Я не стала задавать вопросы вроде «Неужели книга существует всего в единственном экземпляре?» или «Зачем она, если от нее ничего не осталось?», потому что и так было ясно, что этот бред Даня придумал от начала и до конца, просто чтобы побыть какое-то время со мной. Весьма оригинально, ничего не скажешь. Наверняка куда-нибудь позовет. Схожу с ним, чтобы не обижать человека, а там объясню, чтобы ни на что не рассчитывал. Тут я поймала себя на мысли, что рассуждаю почти как мамины богини.

Нюта несколько раз под разными предлогами заглядывала на кухню, лелея надежду уличить нас в чем-то непристойном. Каждый раз заставая нас созерцавшими обложку, Нюта расценивала это как личное оскорбление.

— А что это у вас? — раскачиваясь, спросила она.

— Пособие, как есть детей, — отозвался Даня.

— Ты ешь детей?

— Я не люблю их. Это намек.

Нюта прекратила раскачиваться на носочках. Серьезно посмотрела на Даню и другим, совершенно нормальным тоном сообщила:

— Я не ребенок. Так-то мне второй десяток пошел.

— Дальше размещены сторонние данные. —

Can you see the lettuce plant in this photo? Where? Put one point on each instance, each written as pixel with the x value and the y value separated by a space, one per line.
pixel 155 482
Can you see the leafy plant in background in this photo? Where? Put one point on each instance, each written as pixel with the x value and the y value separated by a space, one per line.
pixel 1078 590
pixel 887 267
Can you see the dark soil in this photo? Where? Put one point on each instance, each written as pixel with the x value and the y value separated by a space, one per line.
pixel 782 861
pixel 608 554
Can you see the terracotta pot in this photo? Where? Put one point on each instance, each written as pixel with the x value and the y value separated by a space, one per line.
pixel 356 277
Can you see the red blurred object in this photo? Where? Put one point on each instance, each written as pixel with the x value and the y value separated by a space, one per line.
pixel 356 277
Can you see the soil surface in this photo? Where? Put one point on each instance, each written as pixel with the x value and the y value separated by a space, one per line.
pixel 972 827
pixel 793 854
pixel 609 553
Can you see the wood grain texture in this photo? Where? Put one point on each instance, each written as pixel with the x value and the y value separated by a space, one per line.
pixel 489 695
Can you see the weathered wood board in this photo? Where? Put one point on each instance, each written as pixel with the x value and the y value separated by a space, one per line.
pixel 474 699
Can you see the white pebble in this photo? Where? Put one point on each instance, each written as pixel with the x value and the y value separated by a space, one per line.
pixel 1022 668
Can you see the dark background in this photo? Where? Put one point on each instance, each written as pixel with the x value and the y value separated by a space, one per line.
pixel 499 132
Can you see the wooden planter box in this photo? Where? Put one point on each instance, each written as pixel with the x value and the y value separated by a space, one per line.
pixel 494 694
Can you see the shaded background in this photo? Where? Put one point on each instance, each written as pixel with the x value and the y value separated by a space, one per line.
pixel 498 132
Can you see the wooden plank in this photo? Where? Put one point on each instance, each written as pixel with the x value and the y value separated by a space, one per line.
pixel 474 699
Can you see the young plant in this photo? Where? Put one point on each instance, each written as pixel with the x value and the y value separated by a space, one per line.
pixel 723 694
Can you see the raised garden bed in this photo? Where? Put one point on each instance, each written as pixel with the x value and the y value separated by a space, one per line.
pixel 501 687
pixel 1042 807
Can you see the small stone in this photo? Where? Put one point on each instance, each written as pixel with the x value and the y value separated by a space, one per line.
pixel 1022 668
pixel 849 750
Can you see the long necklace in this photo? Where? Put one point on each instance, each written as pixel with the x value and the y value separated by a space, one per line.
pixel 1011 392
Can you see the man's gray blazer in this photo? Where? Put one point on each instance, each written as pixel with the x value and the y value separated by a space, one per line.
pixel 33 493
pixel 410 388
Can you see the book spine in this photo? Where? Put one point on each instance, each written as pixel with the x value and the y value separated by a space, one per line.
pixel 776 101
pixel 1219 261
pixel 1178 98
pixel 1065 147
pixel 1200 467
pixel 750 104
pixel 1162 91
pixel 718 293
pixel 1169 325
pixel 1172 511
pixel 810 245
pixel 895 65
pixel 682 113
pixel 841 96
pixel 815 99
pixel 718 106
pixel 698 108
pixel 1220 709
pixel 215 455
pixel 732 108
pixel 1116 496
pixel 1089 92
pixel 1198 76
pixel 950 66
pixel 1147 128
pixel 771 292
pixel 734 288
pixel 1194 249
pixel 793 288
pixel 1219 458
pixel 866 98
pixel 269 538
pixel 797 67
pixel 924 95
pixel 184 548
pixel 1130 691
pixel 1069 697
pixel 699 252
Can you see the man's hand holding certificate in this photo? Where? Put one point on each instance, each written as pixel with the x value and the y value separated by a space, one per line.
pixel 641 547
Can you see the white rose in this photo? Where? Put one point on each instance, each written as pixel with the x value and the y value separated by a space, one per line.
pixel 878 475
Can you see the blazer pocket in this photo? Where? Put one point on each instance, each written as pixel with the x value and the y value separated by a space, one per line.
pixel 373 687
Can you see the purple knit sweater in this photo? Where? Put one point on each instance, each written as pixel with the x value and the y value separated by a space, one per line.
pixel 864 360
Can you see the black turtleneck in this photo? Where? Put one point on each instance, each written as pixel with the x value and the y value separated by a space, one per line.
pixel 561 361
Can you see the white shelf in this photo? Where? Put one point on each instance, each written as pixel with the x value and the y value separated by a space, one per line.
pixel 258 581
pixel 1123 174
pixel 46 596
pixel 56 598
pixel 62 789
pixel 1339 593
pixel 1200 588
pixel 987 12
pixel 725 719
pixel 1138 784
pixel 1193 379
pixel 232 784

— Тогда оставайся. Чаем угостишь?

Нюта кивнула и проявила неожиданную покладистость.

— Я приготовлю тебе кофе, — объявила Нюта, пододвигая к Дане кружку с розовым кроликом. Морда кролика растянулась на всю кружку, а два его уха загибались наподобие ручки — жуткая, в общем-то, кружка, но Нюта ее обожала.

Даня воззрился на кролика.

— Благодарю, — кивнул он и отхлебнул горячую, явно переслащенную жидкость.

Нюта заворожено следила за тем, как он пьет.

— Что? — спросил Даня.

— Пей-пей, — с нежностью в голосе сказала Нюта — и, не отрываясь, продолжала смотреть.

Даня уставился в кружку, кроликом защищаясь от удавьего взгляда.

Но Нюта смотрела, смотрела, смотрела.

Даня глянул на меня — ничего она там мне не подсыпала? Я пожала плечами.

Нюта сияла.

Кажется, назревал любовный треугольник.

А может, не все в этом мире надо сводить к любовным отношениям.